Category Archives: Belo Horizonte

Local Brazilian Funk DJ shot to death outside his home last night

(WARNING: Disturbing image in link at end of article)

A Funk DJ in Belo Horizonte was shot dead outside his house in Pampulha last night by two motorcyclists that rode past him, confirmed it was him and then circled back to open fire. He was shot ten times and died at the scene.

Although police say they don’t know the motive for the killing, rumours are that DJ Paulinho was mixed up with the wrong girl – a girl already attached to someone dangerous. His death could have been as petty as that – seems ridiculous, doesn’t it?

The worst thing about it is that this motive has been seen before in the Brazilian music scene.

The rumours echo the murder of MC Daleste a few years back, a huge Funk star making $60,000 a night when he was murdered (reportedly by cops) live on stage. MC Daleste was supposed to have been fooling around with a girl attached to a big drug-trafficker. For that, he was killed.

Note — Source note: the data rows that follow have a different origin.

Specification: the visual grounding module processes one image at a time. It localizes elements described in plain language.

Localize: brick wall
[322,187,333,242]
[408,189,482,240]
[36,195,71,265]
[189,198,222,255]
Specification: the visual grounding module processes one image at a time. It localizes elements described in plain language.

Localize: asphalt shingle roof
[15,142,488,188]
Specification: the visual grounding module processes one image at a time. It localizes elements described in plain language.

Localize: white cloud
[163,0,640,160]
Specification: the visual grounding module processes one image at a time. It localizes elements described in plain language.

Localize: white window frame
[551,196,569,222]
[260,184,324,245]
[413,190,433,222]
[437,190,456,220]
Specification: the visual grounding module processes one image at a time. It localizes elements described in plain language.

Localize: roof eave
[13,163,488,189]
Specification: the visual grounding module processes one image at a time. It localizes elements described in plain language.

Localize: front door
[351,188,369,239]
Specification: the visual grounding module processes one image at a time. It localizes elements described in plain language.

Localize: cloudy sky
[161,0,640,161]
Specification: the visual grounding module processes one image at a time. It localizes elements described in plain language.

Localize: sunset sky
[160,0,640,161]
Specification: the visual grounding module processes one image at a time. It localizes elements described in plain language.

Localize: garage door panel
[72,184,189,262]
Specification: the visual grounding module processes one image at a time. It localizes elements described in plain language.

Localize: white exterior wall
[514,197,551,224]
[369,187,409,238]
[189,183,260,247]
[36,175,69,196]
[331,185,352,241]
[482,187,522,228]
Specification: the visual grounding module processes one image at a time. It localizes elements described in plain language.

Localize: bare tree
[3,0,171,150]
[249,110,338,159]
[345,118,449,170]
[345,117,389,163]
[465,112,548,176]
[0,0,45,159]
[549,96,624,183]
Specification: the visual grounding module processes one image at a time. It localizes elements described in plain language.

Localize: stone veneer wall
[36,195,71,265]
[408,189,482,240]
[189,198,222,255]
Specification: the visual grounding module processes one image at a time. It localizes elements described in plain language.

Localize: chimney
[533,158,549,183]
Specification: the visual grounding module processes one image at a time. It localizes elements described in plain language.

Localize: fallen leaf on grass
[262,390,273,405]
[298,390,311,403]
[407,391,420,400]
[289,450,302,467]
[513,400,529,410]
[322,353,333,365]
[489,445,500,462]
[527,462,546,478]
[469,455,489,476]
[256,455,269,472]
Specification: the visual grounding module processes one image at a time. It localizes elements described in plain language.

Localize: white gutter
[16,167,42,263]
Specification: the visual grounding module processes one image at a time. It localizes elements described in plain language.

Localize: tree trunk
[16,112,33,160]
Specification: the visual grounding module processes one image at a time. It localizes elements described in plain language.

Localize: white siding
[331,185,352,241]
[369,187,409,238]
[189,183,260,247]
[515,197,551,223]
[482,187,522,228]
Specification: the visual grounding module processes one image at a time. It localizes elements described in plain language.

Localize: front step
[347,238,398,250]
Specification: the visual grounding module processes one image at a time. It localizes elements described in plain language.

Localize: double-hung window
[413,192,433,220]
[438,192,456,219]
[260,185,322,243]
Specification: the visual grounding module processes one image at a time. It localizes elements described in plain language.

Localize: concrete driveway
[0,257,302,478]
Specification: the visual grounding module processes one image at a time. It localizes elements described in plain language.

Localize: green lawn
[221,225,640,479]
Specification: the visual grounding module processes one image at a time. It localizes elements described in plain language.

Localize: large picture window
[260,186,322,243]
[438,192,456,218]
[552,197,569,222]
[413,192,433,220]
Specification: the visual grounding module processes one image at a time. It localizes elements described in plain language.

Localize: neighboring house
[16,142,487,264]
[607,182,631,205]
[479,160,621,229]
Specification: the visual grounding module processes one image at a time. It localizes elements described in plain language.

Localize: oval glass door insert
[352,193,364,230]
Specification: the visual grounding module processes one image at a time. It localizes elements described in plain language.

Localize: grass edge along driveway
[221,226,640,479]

DJ Paulinho wasn’t a mega-star DJ in Brazil, but he had enough sets that he would work the local Funk circuit in Belo Horizonte, and he’d toured in the US, Portugal and France. He had a song called “Vai Paulin Vai Paulin” which got pretty famous.

Below is a video of him doing a Funk mix at Conexão Rio. The crime-scene image for DJ Paulinho is here – don’t click the link if you don’t want to see a dead body or blood.

Rest in peace – descanse em paz.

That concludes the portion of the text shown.